Raoul, que seguía de pie en el patio de butacas, había lanzado un grito. El conde Philippe se había erguido en su palco. Miraban al escenario, miraban al conde, miraban a Raoul, y todos se preguntaban si aquel curioso suceso no guardaba relación con la gacetilla aparecida aquella misma mañana en un periódico. Pero Raoul dejó altivo su sitio, el conde desapareció de su palco y, mientras caía el telón, los abonados se precipitaron hacia la entrada de artistas. El público esperaba una declaración en medio de un barullo indescriptible. Todo el mundo hablaba al mismo tiempo. Cada uno pretendía explicar cómo había ocurrido. Unos decían: «Ha caído en una trampa»; y otros: «La han raptado en las bambalinas; tal vez la pobre sea víctima de un nuevo truco inventado por la nueva dirección»; y otros: «Es una emboscada. La coincidencia de la desaparición y la oscuridad lo demuestra de sobra».

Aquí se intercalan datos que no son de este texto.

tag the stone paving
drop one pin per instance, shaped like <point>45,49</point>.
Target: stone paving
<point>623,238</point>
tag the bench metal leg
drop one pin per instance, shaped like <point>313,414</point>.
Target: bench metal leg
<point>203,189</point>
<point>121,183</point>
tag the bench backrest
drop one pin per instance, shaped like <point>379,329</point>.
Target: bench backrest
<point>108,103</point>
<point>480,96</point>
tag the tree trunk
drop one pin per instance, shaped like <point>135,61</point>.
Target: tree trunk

Por fin se alzó despacio el telón y Carolus Fonta, avanzando hasta el atril del director de orquesta, anunció con voz grave y triste:
—¡Señoras y señores, un acontecimiento inaudito y que nos sume en una profunda inquietud, acaba de producirse! ¡Nuestra compañera Christine Daaé ha desaparecido ante nuestros ojos sin que podamos saber cómo!